With limited options in federal or state court, some former MedPro nurses have filed charges against the company with the National Labor Relations Board, the federal agency that enforces collective bargaining rights. They allege that MedPro used arbitration to pressure them into accepting debt settlements with “draconian” confidentiality and non-disparagement clauses. They claim MedPro was running a “weaponized arbitration mill.”
“MedPro said it doesn’t intimidate employees, ‘nor does it coerce them into settlement agreements.’”
NLRB officials haven’t determined yet whether the MedPro nurses’ charges have merit. But the board’s prosecutor has gone after a medical spa chain for allegedly trying to make its aestheticians pay back at least $50,000 in training costs after quitting. That company agreed to pay more than $25,000 to two workers in a settlement.
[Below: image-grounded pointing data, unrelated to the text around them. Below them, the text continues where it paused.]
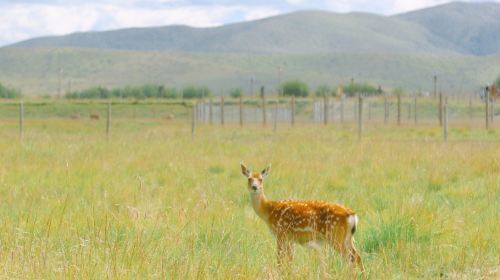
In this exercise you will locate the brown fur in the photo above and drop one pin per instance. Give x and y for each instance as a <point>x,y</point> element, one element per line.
<point>304,222</point>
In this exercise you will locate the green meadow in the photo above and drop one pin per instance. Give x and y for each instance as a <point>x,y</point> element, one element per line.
<point>153,201</point>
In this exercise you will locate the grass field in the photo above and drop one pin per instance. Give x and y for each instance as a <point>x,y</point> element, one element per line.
<point>151,202</point>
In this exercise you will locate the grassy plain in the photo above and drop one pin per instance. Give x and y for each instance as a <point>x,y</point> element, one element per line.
<point>151,202</point>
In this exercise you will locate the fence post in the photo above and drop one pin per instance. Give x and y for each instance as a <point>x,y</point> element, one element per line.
<point>470,107</point>
<point>440,109</point>
<point>342,100</point>
<point>193,120</point>
<point>399,109</point>
<point>21,119</point>
<point>415,112</point>
<point>325,110</point>
<point>264,114</point>
<point>409,111</point>
<point>486,109</point>
<point>445,120</point>
<point>355,107</point>
<point>241,110</point>
<point>222,110</point>
<point>202,111</point>
<point>360,117</point>
<point>108,119</point>
<point>492,111</point>
<point>275,116</point>
<point>210,112</point>
<point>369,110</point>
<point>386,109</point>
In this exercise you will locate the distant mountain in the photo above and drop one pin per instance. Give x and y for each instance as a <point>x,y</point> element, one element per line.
<point>469,28</point>
<point>460,42</point>
<point>300,32</point>
<point>457,27</point>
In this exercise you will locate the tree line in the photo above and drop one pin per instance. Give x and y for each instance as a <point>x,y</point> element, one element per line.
<point>288,88</point>
<point>141,92</point>
<point>9,93</point>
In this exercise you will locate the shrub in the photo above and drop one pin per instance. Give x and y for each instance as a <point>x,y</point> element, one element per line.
<point>296,88</point>
<point>236,93</point>
<point>138,92</point>
<point>362,88</point>
<point>9,93</point>
<point>191,92</point>
<point>324,90</point>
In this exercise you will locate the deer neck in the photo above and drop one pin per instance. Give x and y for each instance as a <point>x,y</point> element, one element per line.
<point>259,203</point>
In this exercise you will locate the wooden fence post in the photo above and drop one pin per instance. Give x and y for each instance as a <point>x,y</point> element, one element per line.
<point>241,110</point>
<point>492,112</point>
<point>193,120</point>
<point>486,109</point>
<point>275,127</point>
<point>21,120</point>
<point>108,119</point>
<point>409,111</point>
<point>399,109</point>
<point>369,110</point>
<point>264,113</point>
<point>342,100</point>
<point>386,109</point>
<point>440,109</point>
<point>202,111</point>
<point>470,107</point>
<point>325,110</point>
<point>210,112</point>
<point>222,110</point>
<point>355,107</point>
<point>445,120</point>
<point>360,117</point>
<point>415,112</point>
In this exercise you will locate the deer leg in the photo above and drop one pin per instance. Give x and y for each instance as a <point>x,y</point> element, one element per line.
<point>354,256</point>
<point>321,259</point>
<point>285,251</point>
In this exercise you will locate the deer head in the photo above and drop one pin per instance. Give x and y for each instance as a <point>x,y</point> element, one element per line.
<point>255,179</point>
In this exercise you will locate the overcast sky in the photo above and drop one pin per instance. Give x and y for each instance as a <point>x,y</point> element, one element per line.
<point>25,19</point>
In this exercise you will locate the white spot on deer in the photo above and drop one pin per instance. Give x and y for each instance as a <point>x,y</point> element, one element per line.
<point>305,229</point>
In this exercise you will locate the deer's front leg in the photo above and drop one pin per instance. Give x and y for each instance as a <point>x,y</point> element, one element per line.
<point>285,250</point>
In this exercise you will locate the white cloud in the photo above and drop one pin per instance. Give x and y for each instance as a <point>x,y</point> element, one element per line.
<point>23,21</point>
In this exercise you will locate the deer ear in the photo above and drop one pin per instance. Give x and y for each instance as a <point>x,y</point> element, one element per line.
<point>265,172</point>
<point>244,170</point>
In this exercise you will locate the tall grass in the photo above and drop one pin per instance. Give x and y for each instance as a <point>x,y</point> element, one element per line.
<point>152,203</point>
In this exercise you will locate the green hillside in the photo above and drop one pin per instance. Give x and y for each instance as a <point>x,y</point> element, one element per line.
<point>472,28</point>
<point>300,32</point>
<point>469,28</point>
<point>35,71</point>
<point>459,42</point>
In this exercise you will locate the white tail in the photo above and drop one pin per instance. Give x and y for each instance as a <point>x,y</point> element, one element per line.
<point>305,222</point>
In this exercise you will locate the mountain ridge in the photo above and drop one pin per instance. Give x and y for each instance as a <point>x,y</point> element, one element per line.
<point>306,32</point>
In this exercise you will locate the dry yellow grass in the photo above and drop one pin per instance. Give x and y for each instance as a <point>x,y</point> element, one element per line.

MedPro said it doesn’t intimidate employees, “nor does it coerce them into settlement agreements.”
“We believe these charges lack merit and will vigorously defend our position,” the company said.
Renny said life in America is much better since she took her new job in Texas. She feels fairly compensated, and there’s no shortage of nursing positions in the area if she wants to switch. But had she known what she would face in her first few months in a new country, she might never have uprooted her family.
“I was having a very good life in India and thinking I would have a better life here,” she said. “But it was all miserable.”